I couldn’t open my eyes. My eyelids had bricks on them. Why were there bricks on my eyelids?
“Rowan!” Dan’s worried face swam into focus, hovering over mine.
“Oh, shit. They are open.”
“What?”
“My eyes.”
“What? Can you see me? Are you all right?” Dan’s worried face floated above me like a balloon.
“You have a booger in your right nostril.”
“Red, seriously . . . what the hell?”
“Did you slap me?” My cheeks were burning.
“Yeah, sorry. I didn’t know what else to do. Are you okay?”

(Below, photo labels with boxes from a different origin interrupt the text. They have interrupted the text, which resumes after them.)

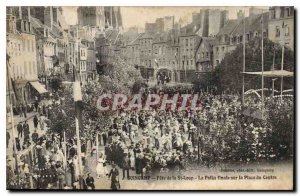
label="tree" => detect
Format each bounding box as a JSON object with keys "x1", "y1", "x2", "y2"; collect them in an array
[
  {"x1": 210, "y1": 38, "x2": 294, "y2": 93},
  {"x1": 99, "y1": 56, "x2": 142, "y2": 92}
]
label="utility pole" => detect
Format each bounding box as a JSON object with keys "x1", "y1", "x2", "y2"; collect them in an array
[
  {"x1": 242, "y1": 11, "x2": 246, "y2": 106},
  {"x1": 261, "y1": 13, "x2": 264, "y2": 119},
  {"x1": 6, "y1": 56, "x2": 20, "y2": 186}
]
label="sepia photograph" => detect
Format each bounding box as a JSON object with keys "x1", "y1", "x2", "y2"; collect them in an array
[{"x1": 3, "y1": 2, "x2": 296, "y2": 192}]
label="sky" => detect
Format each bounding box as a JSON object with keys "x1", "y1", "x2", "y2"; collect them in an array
[{"x1": 63, "y1": 6, "x2": 267, "y2": 29}]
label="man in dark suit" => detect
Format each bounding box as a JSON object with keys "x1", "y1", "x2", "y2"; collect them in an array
[
  {"x1": 122, "y1": 154, "x2": 130, "y2": 180},
  {"x1": 85, "y1": 173, "x2": 95, "y2": 190},
  {"x1": 108, "y1": 163, "x2": 120, "y2": 190},
  {"x1": 17, "y1": 122, "x2": 23, "y2": 137}
]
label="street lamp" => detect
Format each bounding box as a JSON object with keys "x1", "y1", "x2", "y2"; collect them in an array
[{"x1": 272, "y1": 78, "x2": 277, "y2": 97}]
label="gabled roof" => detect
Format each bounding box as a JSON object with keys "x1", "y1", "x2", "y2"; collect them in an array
[
  {"x1": 179, "y1": 23, "x2": 200, "y2": 36},
  {"x1": 232, "y1": 13, "x2": 269, "y2": 35},
  {"x1": 195, "y1": 37, "x2": 217, "y2": 52},
  {"x1": 217, "y1": 19, "x2": 239, "y2": 36},
  {"x1": 127, "y1": 33, "x2": 143, "y2": 45},
  {"x1": 139, "y1": 32, "x2": 153, "y2": 39},
  {"x1": 153, "y1": 32, "x2": 171, "y2": 43}
]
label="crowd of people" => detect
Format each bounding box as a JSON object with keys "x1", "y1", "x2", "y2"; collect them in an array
[{"x1": 7, "y1": 80, "x2": 293, "y2": 189}]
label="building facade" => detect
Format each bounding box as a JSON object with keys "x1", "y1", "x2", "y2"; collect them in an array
[{"x1": 268, "y1": 7, "x2": 295, "y2": 50}]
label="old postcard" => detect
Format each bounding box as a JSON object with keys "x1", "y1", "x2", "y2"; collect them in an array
[{"x1": 6, "y1": 6, "x2": 296, "y2": 191}]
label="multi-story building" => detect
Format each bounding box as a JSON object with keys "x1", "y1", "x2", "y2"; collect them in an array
[
  {"x1": 213, "y1": 20, "x2": 239, "y2": 67},
  {"x1": 76, "y1": 43, "x2": 88, "y2": 83},
  {"x1": 192, "y1": 9, "x2": 228, "y2": 37},
  {"x1": 213, "y1": 13, "x2": 269, "y2": 67},
  {"x1": 124, "y1": 34, "x2": 142, "y2": 66},
  {"x1": 77, "y1": 6, "x2": 105, "y2": 30},
  {"x1": 164, "y1": 16, "x2": 175, "y2": 32},
  {"x1": 268, "y1": 6, "x2": 295, "y2": 50},
  {"x1": 104, "y1": 6, "x2": 123, "y2": 30},
  {"x1": 179, "y1": 25, "x2": 199, "y2": 81},
  {"x1": 195, "y1": 37, "x2": 216, "y2": 73},
  {"x1": 138, "y1": 33, "x2": 153, "y2": 68},
  {"x1": 7, "y1": 7, "x2": 46, "y2": 104}
]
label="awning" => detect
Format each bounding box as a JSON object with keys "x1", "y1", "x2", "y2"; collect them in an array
[
  {"x1": 29, "y1": 82, "x2": 48, "y2": 94},
  {"x1": 242, "y1": 70, "x2": 294, "y2": 77}
]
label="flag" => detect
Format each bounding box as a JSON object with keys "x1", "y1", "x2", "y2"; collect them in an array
[
  {"x1": 154, "y1": 59, "x2": 158, "y2": 67},
  {"x1": 73, "y1": 64, "x2": 79, "y2": 82},
  {"x1": 52, "y1": 55, "x2": 59, "y2": 67},
  {"x1": 6, "y1": 54, "x2": 20, "y2": 103}
]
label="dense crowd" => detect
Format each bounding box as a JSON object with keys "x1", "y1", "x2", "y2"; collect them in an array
[{"x1": 7, "y1": 81, "x2": 293, "y2": 189}]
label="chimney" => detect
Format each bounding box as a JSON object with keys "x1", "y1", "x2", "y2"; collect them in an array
[
  {"x1": 19, "y1": 6, "x2": 22, "y2": 19},
  {"x1": 50, "y1": 6, "x2": 53, "y2": 30},
  {"x1": 27, "y1": 6, "x2": 31, "y2": 22}
]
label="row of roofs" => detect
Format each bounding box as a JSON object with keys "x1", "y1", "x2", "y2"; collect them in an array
[{"x1": 101, "y1": 12, "x2": 269, "y2": 47}]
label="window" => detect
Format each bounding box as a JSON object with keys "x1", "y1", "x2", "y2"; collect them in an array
[
  {"x1": 280, "y1": 7, "x2": 284, "y2": 18},
  {"x1": 285, "y1": 26, "x2": 290, "y2": 36},
  {"x1": 246, "y1": 33, "x2": 250, "y2": 41},
  {"x1": 24, "y1": 61, "x2": 27, "y2": 75},
  {"x1": 271, "y1": 10, "x2": 276, "y2": 19},
  {"x1": 22, "y1": 40, "x2": 26, "y2": 51},
  {"x1": 275, "y1": 26, "x2": 280, "y2": 37},
  {"x1": 286, "y1": 7, "x2": 292, "y2": 16},
  {"x1": 28, "y1": 61, "x2": 32, "y2": 75},
  {"x1": 31, "y1": 41, "x2": 34, "y2": 52},
  {"x1": 27, "y1": 40, "x2": 30, "y2": 52}
]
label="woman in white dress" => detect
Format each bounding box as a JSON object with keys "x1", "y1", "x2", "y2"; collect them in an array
[
  {"x1": 73, "y1": 155, "x2": 79, "y2": 181},
  {"x1": 129, "y1": 150, "x2": 135, "y2": 170},
  {"x1": 96, "y1": 153, "x2": 107, "y2": 178}
]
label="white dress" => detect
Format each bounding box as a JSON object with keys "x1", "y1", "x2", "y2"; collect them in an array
[
  {"x1": 96, "y1": 158, "x2": 107, "y2": 177},
  {"x1": 130, "y1": 152, "x2": 135, "y2": 168}
]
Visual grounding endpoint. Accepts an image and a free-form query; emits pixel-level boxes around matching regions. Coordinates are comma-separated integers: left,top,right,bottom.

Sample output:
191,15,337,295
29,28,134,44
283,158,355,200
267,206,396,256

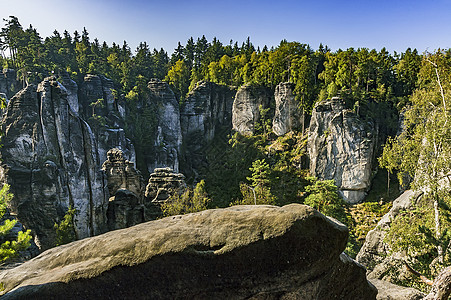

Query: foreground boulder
0,204,377,299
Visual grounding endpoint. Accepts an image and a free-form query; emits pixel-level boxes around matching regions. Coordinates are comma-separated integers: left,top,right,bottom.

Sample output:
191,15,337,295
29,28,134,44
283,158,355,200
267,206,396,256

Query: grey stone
0,69,22,101
180,81,236,177
370,279,426,300
356,190,421,270
308,98,378,203
0,77,108,249
0,204,377,299
272,82,305,136
146,79,182,173
232,84,271,135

“I could fire you for that.”
“You go right ahead. Can you sit up?”
“I think so.”
He helped me anyway, supporting my back and not letting go until he was certain I wasn’t going to flop backward and concuss myself on the floor.
“What the hell happened?”
“I don’t know. That card . . .”
“Right.” He grabbed it off the floor. “‘Ricordare, Ritornare.’ I didn’t know you spoke Italian?”
“I don’t.”
“Then how did you know it meant ‘Remember, Return’?”
“I don’t know. Can I see it?” Dan pulled it into his chest, clearly wondering if I would pass out at the mere sight of it. Again.
“I’m okay, I promise.”
He handed the card over. There was nothing else on it. Just those two words, in bold print on white card stock. How sinister could that possibly be?
And yet dread was pounding its spikes through my temples like coffin nails. I handed the card back to Dan with a shudder.
“Get rid of it for me?”
“Of course.” He stuffed it into the pocket of his cargo pants and helped me to my feet. I was shaky; my legs felt like rubber. Dan shoved a chair under me and I sat down with an embarrassed laugh.